The serpent tail coiled for a venom strike. Galuf inhaled deeply, his whole body igniting with focused will. He surged forward, fists slamming down together. The impact cracked like thunder across the steppe.
The Chimera reeled, eyes wide, then toppled with a hiss, its monstrous forms collapsing into the dirt.
Galuf stood over it, chest heaving, knuckles bloody but strong. His beard dripped with sweat, but his grin split ear to ear.
"Hah! Still got it. Not bad for an old sack of bones, eh?"
But the fight wasn't over.
The Chimera twitched. Its body convulsed. Shadows poured from its wounds. Its eyes burned with an unnatural green. With a shriek, it exploded—not into gore, but into storm.
Lightning, fire, venom spun into a cyclone, tearing across the plain.
The sky cracked open.
Galuf shielded his eyes as the world fractured. The horizon shattered into shards of desert, forest, mountain, and sea. Thunder rolled against poison mist. Lilies bloomed against fire. And somewhere far away, a colossal hammer crashed against holy light.

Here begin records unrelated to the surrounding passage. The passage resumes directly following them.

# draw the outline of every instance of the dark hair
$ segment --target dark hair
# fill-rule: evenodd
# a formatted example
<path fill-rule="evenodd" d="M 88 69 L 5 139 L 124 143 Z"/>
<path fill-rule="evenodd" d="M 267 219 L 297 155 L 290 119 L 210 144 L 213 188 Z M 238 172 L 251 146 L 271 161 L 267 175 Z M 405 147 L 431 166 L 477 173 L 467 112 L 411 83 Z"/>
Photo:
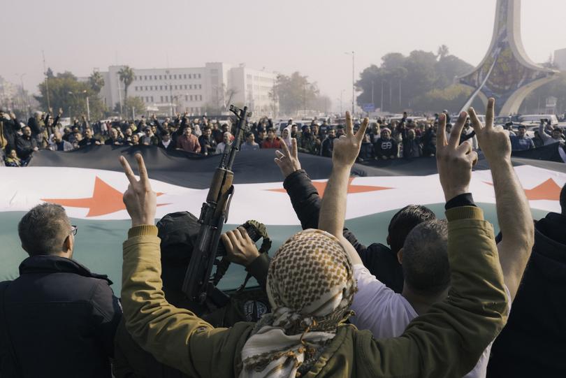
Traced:
<path fill-rule="evenodd" d="M 399 252 L 407 235 L 415 226 L 435 219 L 436 215 L 430 209 L 421 205 L 409 205 L 398 211 L 391 218 L 388 228 L 387 239 L 391 250 L 395 253 Z"/>
<path fill-rule="evenodd" d="M 71 223 L 65 209 L 55 203 L 42 203 L 27 212 L 17 224 L 22 247 L 29 254 L 61 252 L 71 234 Z"/>
<path fill-rule="evenodd" d="M 560 191 L 560 212 L 563 215 L 566 215 L 566 184 L 562 187 Z"/>
<path fill-rule="evenodd" d="M 403 277 L 411 289 L 437 294 L 450 285 L 448 223 L 427 221 L 413 228 L 403 245 Z"/>

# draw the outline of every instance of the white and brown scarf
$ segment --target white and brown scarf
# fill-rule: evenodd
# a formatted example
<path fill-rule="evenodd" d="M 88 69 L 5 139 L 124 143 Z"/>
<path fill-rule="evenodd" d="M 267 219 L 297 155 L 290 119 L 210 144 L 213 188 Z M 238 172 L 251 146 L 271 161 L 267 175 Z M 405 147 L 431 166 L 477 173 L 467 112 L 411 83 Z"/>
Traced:
<path fill-rule="evenodd" d="M 275 253 L 268 272 L 273 309 L 242 349 L 240 378 L 290 378 L 307 371 L 349 315 L 351 263 L 333 235 L 305 230 Z"/>

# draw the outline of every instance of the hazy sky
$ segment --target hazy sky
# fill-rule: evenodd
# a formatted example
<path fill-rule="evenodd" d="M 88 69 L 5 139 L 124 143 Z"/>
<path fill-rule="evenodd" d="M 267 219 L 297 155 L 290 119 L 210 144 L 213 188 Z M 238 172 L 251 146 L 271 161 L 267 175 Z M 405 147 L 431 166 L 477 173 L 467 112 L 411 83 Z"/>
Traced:
<path fill-rule="evenodd" d="M 3 0 L 0 75 L 42 80 L 41 50 L 55 72 L 88 75 L 109 65 L 196 67 L 246 63 L 318 82 L 335 106 L 351 99 L 357 73 L 391 52 L 451 53 L 476 65 L 491 41 L 495 0 Z M 535 61 L 566 48 L 566 1 L 523 0 L 525 48 Z"/>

Galuf staggered as the battlefield collapsed into twilight, the ground beneath his feet a patchwork of broken realms.
Through the chaos, he glimpsed them—familiar threads weaving into this nightmare. Aerith's lilies flared in defiance of poison. Zack's sword burned with holy radiance as he held off a giant of iron.
Galuf's heart swelled. "The kids… they're here too?"
The Chimera rose again, but no longer a mere beast. Its body fused with shadow, flames black as oil, lightning venom-green, its serpent tail writhing with unnatural fury. It howled, its voice mingling with the roars of other monsters across the twilight realm.
Galuf rolled his shoulders, spat blood, and cracked his knuckles.
"Well… looks like this fight's just getting started."
He dropped into stance, fists glowing like twin suns, and laughed.
And then he leapt into the fray, his roar of joy echoing as the twilight battlefield swallowed them all.